Hartnäckig hielt sich dagegen der Vorschlag, Forderungen des Bundes gegenüber den Russen oder auch deutschen Mittelständlern mit einem Abschlag an Banken zu verkaufen. Oder auch dieser besonders raffinierte Einfall: Ansprüche auf die Zahlungen, die Post und Telekom in der Zukunft für Pensionen der früheren Postbeamten leisten müssen, könnte man doch auf dem Kapitalmarkt zu Geld machen. Nur, wenn künftige Einnahmen, die eigentlich künftige Ausgaben decken sollten, heute versilbert werden, kann von einer nachhaltigen Finanzpolitik nicht die Rede sein.
Armes Deutschland, in dem Straßen nicht mehr repariert, Kindertagesstätten geschlossen werden, für Schulen, Wissenschaft und Forschung das Geld fehlt, der Staat seine Zahlungen und Hilfen allüberall kürzt. Das alles geschieht in der drittgrößten Volkswirtschaft der Welt, in der Bund, Länder, Gemeinden und Sozialkassen immerhin fast die Hälfte aller Leistungen für sich beanspruchen.
Aber was ist der Grund dafür? Spart die Regierung schlicht nicht genug? War die Steuerreform, laut Eigenlob der Bundesregierung »die größte in der Geschichte der Bundesrepublik«, ein Fehler, weil sie den Staat um wichtige Einnahmen gebracht hat? Oder sind die Haushaltsnöte nur vorübergehend, eine Folge von wirtschaftlicher Stagnation und schwachem Wachstum seit 2001?

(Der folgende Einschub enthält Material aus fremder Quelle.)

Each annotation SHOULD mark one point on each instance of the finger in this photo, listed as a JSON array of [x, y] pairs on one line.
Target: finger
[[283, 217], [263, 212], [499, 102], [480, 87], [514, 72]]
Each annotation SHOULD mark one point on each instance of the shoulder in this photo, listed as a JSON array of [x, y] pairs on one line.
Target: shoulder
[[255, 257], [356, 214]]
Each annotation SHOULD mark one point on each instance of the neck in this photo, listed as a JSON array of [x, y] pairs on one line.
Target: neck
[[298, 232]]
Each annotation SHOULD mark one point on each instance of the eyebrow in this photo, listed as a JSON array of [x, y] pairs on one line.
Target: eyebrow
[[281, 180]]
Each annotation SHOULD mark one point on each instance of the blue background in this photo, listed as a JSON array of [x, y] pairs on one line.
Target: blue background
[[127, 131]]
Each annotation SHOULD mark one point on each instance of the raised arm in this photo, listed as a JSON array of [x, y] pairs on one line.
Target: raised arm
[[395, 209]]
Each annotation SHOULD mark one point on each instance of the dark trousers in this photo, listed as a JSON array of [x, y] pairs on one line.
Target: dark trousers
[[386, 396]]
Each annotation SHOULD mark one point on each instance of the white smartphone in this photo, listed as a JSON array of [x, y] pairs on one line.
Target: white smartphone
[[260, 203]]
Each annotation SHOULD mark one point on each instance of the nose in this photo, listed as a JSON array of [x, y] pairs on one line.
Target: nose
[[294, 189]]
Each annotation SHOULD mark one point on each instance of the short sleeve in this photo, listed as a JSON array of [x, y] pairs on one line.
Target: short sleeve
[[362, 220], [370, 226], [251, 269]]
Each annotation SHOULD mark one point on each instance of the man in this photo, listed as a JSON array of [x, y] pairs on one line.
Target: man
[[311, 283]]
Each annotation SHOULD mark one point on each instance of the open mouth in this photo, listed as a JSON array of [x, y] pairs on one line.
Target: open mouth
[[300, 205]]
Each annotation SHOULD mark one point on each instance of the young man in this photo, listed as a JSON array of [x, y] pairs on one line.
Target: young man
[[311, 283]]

Schon heute ist abzusehen, dass die öffentlichen Mittel noch knapper werden. Denn der Staatshaushalt steht bei Ausgaben und Einnahmen unter vielfachem Druck - wegen der Lasten aus der Vergangenheit und der Hypotheken auf die Zukunft. Auf der Ausgabenseite sind es vor allem drei Riesenposten, die immer größer werden: Rentenzuschüsse, Zinszahlungen für den Schuldenberg und Pensionsleistungen für das wachsende Heer von Beamten im Ruhestand. Schon in den vergangenen Jahren sind diese Kosten kräftig gewachsen, in den nächsten Jahren werden sie weiter steigen.
Weil die Bevölkerung altert, werden die Zahlungen des Bundes an die Rentenkassen zwangsläufig zunehmen. Bereits 78 Milliarden Euro stehen als Rentenzuschuss in Eichels Haushaltsplan für das nächste Jahr, mehr als dreimal so viel wie vor zehn Jahren.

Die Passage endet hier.